Your right to Peaceably Assemble the Basics

The right to peaceably assemble is built into the United States Constitution as the First Amendment of the Bill of Rights. It reads:

“Congress shall make no law respecting an establishment of religion, or prohibiting the free exercise thereof; or abridging the freedom of speech, or of the press; or the right of the people peaceably to assemble, and to petition the Government for a redress of grievances.”

The Due Process Clause of the Fourteenth Amendment protects the right to peaceably assemble at all levels of government. Originally, the First Amendment applied only to federal law. Now, it applies to city, county, and state law as well.

Public and private spaces

Freedom of assembly is the freedom to assemble peaceably in public places, such as streets, sidewalks, and parks. Lloyd Corp v. Tanner (1972) reaffirmed that “publicly owned streets, sidewalks, and parks are so historically associated with the exercise of First Amendment rights that access to them for the purposes of exercising such rights cannot be denied absolutely.”

However, the right to peaceably assemble does not apply unconditionally to privately owned spaces. This includes popular gathering spots, such as malls and online community sites.

Peaceable assembly is allowed in a city’s business district. In Marsh v. Alabama (1946), even the common areas of a company town are considered to have enough of the attributes of a municipality to fall under the First Amendment.

According to the Marsh decision, “the more an owner, for his advantage, opens up his property for use by the public in general, the more do his rights become circumscribed by the statutory and constitutional rights of those who use it.” Hudgens v. NLRB (1976) further establishes that property rights are dominant over free speech and assembly rights. Property rights of the owner are secondary to free speech rights only if that owner has already opened up his property for use by the public in general. In other words, the more tightly a business owner limits public access to his property, the more limited is the right to peaceably assemble on that property.

This is particularly important for malls. Malls restrict rights of access by invoking trespassing laws in cases where an individual has not otherwise broken the law but is clearly not there for any of the reasons for which the store exists. However, the mall will have more difficulty in limiting peaceful assembly where participants buy a coffee and show willingness to buy more in proportion with any other impact upon the area, thereby acting in accordance with the intended purpose of the property.

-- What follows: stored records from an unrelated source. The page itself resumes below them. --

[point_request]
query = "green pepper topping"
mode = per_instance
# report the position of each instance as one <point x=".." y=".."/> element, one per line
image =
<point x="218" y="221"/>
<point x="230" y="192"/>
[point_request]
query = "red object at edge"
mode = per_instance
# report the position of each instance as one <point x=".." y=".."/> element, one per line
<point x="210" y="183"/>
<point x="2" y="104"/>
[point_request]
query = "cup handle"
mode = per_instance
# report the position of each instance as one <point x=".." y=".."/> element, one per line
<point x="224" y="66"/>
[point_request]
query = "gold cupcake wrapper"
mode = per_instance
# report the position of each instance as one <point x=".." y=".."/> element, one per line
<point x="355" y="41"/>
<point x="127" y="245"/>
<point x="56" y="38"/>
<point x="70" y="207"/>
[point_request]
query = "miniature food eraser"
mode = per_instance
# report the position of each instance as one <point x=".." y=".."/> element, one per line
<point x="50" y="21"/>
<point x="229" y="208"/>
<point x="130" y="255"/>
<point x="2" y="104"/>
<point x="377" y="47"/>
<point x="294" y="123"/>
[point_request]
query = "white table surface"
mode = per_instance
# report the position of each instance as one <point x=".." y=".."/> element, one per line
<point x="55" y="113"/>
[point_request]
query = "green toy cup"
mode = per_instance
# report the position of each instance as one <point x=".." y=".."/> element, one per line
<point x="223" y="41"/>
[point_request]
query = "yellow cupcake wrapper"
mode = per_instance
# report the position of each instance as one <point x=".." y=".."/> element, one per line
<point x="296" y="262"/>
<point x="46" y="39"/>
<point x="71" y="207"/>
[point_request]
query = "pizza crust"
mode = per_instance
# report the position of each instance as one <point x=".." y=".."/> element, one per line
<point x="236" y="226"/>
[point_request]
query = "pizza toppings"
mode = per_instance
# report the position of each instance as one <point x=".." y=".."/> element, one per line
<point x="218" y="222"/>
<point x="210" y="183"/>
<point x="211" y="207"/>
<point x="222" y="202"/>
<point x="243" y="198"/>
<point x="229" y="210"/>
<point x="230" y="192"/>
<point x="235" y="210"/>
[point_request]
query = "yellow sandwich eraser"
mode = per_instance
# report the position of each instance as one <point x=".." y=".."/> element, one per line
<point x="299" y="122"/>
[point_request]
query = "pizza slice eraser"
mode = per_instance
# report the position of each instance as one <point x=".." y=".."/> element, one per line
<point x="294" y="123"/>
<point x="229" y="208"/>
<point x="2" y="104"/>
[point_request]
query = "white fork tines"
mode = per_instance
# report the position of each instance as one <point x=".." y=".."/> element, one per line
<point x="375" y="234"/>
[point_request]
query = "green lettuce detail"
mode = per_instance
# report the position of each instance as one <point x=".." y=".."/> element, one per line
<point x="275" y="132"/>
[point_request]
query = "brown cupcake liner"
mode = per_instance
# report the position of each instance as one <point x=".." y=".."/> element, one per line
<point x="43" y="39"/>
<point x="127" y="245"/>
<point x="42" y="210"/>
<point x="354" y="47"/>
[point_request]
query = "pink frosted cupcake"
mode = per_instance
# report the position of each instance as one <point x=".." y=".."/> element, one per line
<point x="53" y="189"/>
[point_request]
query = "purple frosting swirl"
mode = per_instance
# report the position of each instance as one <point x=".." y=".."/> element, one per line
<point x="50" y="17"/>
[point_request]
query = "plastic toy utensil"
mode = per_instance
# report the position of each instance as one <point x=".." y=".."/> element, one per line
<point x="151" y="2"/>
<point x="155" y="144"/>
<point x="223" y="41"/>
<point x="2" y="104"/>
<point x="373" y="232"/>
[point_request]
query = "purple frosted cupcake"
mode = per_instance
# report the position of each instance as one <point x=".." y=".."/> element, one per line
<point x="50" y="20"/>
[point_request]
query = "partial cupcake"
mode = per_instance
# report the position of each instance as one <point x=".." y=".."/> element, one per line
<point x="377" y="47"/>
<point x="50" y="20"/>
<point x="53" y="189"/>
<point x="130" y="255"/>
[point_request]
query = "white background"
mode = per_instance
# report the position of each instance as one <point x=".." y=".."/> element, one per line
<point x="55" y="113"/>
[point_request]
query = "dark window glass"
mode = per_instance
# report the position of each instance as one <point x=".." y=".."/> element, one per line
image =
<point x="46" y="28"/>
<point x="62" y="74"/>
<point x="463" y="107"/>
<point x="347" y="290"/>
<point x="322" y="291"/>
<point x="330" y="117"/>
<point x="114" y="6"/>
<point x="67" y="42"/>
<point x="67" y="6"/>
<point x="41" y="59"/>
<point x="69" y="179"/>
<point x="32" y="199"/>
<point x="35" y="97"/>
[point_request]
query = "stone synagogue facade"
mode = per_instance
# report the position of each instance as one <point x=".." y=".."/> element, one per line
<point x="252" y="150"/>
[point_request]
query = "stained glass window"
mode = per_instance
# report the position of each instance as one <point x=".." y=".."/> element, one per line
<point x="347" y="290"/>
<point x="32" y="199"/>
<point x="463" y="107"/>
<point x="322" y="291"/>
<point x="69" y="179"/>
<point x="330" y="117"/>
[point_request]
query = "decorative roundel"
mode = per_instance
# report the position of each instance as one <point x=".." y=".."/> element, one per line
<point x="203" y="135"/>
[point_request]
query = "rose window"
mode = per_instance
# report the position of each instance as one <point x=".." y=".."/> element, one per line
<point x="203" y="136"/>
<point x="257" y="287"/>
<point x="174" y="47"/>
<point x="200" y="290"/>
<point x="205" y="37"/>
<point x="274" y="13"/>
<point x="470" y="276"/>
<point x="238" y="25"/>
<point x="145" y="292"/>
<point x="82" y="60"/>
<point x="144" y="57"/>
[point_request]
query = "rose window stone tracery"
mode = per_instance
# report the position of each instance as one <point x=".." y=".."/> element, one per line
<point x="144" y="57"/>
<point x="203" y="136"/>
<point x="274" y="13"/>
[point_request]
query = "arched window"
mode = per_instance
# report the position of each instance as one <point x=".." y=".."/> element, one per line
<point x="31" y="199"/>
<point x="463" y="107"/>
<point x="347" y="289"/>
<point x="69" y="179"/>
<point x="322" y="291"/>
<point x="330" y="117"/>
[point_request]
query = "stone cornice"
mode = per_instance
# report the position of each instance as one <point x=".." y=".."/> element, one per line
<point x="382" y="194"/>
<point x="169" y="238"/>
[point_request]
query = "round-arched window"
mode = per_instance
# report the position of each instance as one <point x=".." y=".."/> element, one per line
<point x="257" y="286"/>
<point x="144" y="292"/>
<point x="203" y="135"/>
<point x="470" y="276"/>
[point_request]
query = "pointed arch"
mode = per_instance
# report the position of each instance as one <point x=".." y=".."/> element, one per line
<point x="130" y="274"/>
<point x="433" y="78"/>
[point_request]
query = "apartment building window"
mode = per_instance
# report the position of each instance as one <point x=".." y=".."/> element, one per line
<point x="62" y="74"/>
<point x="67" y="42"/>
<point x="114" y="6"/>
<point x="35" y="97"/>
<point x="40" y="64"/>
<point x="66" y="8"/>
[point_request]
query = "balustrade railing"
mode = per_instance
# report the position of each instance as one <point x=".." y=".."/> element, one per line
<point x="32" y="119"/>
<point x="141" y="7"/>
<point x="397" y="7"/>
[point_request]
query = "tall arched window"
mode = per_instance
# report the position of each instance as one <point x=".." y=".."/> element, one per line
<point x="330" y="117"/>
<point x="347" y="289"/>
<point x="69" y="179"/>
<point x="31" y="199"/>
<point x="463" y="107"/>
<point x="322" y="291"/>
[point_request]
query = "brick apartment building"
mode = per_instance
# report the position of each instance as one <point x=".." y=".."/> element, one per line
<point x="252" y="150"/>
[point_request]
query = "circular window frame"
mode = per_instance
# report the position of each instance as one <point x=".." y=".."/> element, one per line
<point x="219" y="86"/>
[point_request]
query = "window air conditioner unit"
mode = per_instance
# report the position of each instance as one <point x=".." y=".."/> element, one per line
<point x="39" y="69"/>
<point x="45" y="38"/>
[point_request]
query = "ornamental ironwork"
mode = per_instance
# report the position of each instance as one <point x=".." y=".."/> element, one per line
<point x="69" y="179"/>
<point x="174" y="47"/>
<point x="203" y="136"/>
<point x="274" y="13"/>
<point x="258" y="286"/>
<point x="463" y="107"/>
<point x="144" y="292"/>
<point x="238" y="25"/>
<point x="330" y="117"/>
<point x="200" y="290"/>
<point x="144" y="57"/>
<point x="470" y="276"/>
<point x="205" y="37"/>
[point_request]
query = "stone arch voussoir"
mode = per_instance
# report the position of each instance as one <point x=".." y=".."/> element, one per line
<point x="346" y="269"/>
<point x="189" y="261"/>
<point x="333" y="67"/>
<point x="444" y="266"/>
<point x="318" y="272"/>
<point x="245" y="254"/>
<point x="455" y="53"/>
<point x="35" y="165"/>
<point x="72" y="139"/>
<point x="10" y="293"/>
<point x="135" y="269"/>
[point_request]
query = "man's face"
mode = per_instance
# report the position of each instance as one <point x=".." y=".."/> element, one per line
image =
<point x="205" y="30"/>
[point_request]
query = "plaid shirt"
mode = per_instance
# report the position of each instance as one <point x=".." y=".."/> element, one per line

Even picketing a store in a mall is not out of the question. According to Amalgamated Food Employees Union v. Logan Valley Plaza (1968), a mall is the functional equivalent of a city’s business district. Thus, the mall may not “wholly … exclude those members of the public wishing to exercise their First Amendment rights on the premises in a manner and for a purpose generally consonant with the use to which the property was actually put.

However, demonstrations in malls which which do not target any of its stores are not protected by the First Amendment. A labor dispute with one of the stores is protected under the First Amendment. An anti-war demonstration is not. Lloyd Corp v. Tanner found that “there is no open-ended invitation to the public to use the Center for any and all purposes.” The invitation is limited to purposes which are compatible with the purpose of the shops.

In the unanimous decision Pruneyard Shopping Center v. Robins (1980), the U.S. Supreme Court found that the state has the right to exercise police power to regulate the use of private property, in the interests of protecting a property owner’s right to exclude others from his property. Even though other decisions have reaffirmed that the community mall effectively acts as a public forum, the extent to which it can be placed to such use is best determined on a case by case basis.

Private colleges also have some of the attributes of public forums, more than malls do. In Commonwealth v. Tate (1981), an anti-war group on a private campus could not be charged with trespass for distributing leaflets. However, the same kind of action was overturned in Western Pennsylvania Socialist Workers 1982 Campaign v. Connecticut General Life Insurance Co (1986), where a shopping mall was the venue.

However, for box stores and other stand-alone stores, there is no ambiguity of purpose. Albertson’s v. Young (2003) found that the supermarket “was a single-use grocery store that contained no plazas, walkways, or courtyards for patrons to congregate and spend time together.” It has no function as a public forum. In these kinds of stores, the First Amendment’s right to peaceable assembly only protects shopping and picketing rights.